Magistral Summary

• Magistral
• 2025-06; Magistral-AI

High-Level Summary

• Introduces Magistral, a reasoning model (Medium and Small)
• Ground-up approach, relying on Minstral models and infrastructure
• Adjusts and uses GRPO
• Detailed description of training methods, good to learn from

Methodology

This section describes the fundamental RL methodology. It is based on GRPO, but adapted and adjusted.

GRPO Adaptation

Vanilla GRPO optimises the expectation over $q \sim P(Q)$ and $o_1, ..., o_G \sim^\mathsf{iid} \pi_{\theta_\text{old}}(\cdot \mid q)$ of

$$\frac1G \sum_{i=1}^G \frac1{|o_i|} \sum_{t=1}^{|o_i|} \biggl( \operatorname{min–clip}_\varepsilon\biggl( \frac{\pi_\theta(o_{i,t} \mid q, o_{i, < t})}{\pi_{\theta_\text{old}}(o_{i, t} \mid q, o_{i, < t})} \widehat A_{i, t} \biggr) - \beta \operatorname{KL}\bigl( \pi_\theta(\cdot \mid q) \mathrel{\|} \pi_\text{ref}(\cdot \mid q) \bigr) \biggr),$$

where $q$ represents the query, $o$ the generated output and $\pi_\text{ref}$ a reference model; the relative advantage, or group normalised advantage, is given by

$$\widehat A_{i, t} = \frac{r_i - \operatorname{mean}(r_1, ..., r_G)}{\operatorname{std}(r_1, ..., r_G)},$$

where $r_1, ..., r_G$ are the rewards corresponding to generations (outputs) $o_1, ..., o_G$.

Minstral introduce several modifications (collapsible sections).

1. Eliminating KL divergence.

   The KL penalty constrains the online policy from ever deviating too far from the initial model. In practice, they found that the policy diverged substantially regardless, and so discarded this term altogether (set $\beta = 0$). This also removes the need to store a copy of the reference model.

   Personally, I always found this KL term odd: it restricts the policy from deviating from the reference, rather than restricting an update (vs the current).

2. Loss normalisation.

   Long sequences with few 'turning points'—ie, places where the policy ratio is not close to $1$—get significantly down-weighted by their large $|o_i|$. The normalisation

   $$\textstyle G^{-1} \sum_{i=1}^G |o_i|^{-1} \sum_{t=1}^{|o_i|} (...) \quad\text{is replaced with}\quad (\sum_{i=1}^G |o_i|)^{-1} \sum_{i=1}^G \sum_{t=1}^{|o_i|} (...).$$

   This is no change if $|o_i|$ is a fixed length. No ablation study is conducted on this aspect directly, but there is one on batch/minibatch sizes.

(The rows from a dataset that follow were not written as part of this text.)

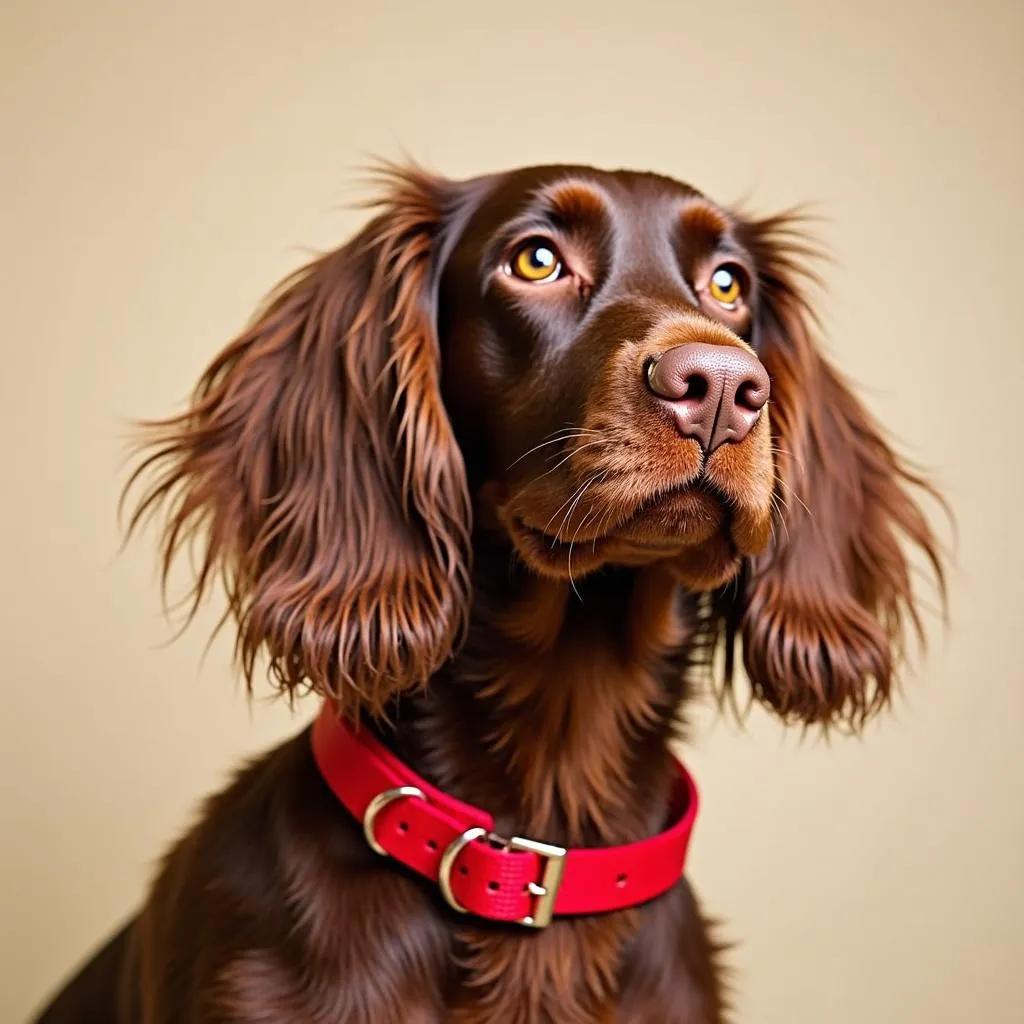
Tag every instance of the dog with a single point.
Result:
(495, 481)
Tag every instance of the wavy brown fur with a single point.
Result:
(316, 468)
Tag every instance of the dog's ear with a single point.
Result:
(822, 613)
(317, 469)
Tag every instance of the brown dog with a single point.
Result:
(495, 479)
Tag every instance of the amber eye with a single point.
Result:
(725, 287)
(537, 261)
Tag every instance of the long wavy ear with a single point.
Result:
(822, 613)
(318, 472)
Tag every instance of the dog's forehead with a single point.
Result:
(582, 189)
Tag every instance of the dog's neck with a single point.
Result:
(558, 714)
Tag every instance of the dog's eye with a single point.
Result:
(537, 261)
(726, 286)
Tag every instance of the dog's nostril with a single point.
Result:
(751, 396)
(696, 387)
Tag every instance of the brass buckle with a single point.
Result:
(545, 892)
(378, 804)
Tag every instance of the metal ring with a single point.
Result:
(448, 862)
(378, 804)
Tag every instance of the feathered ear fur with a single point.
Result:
(822, 613)
(317, 469)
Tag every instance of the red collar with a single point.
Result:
(452, 843)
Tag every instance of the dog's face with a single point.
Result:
(607, 368)
(596, 336)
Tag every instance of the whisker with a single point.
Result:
(554, 439)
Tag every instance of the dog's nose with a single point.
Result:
(716, 392)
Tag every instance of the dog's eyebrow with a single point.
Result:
(574, 202)
(704, 222)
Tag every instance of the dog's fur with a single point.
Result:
(442, 498)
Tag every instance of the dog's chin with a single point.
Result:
(687, 530)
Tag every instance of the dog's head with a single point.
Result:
(603, 369)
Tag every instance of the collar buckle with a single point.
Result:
(545, 892)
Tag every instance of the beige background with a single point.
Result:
(164, 163)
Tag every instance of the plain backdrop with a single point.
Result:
(163, 164)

3. Advantage normalisation.

   The advantage is always centred wrt the question: $\widetilde A_i = r_i - \operatorname{mean}(r_1, ..., r_G)$, where $r_1, ..., r_G$ are the rewards received in the $G$ answers to the same question. The rewards are then normalised wrt the standard deviations of the advantages $\widetilde A_i$ in a minibatch, to get the final estimate $\widehat A_i = \widetilde A_i / \operatorname{std}((\widetilde A_i)_{i \in B})$, where $B$ is a minibatch.

   The idea is that easy/hard questions with low standard deviations get up-weighted in the original GRPO. However, an ablation study in §6.4 suggests this has little effect over the usual version.

4. Relaxing trust region.

   Standard GRPO clipping $\varepsilon \approx 0.2$ limits exploration by restricting the increase in probability of low-likelihood tokens. Minstral allow the model to explore rare steps by following the clip-higher strategy: the upper threshold is replaced with a larger $\varepsilon_\text{high} \in [0.26, 0.28]$, with the lower $1\varepsilon_\text{low} \approx 0.2$ roughly unchanged.

5. Eliminating non-diverse groups.

   Groups where all generations are wrong/right contribute nothing, so are removed. Presumably, this is done in the original GRPO too, with the convention $\widehat A_i = (0 - 0)/0 := 0$ (ie, no advantage).

Reward

Choosing the reward is one of the most impactful aspects of an RL algorithm. They focus on four aspects.

1. Formatting: +0.1/+0.

   For maths and code problems, a specific format is imposed. Failure to meet any of these conditions sets the reward to $0$, and no further grading is undertaken. Otherwise, a reward of $0.1$ is granted, and grading proceeds.

2. Correctness: +0.9/+0.

   A correct answer (after some equivalence and runtime considerations) is granted an additional $0.9$, taking the total to $1$.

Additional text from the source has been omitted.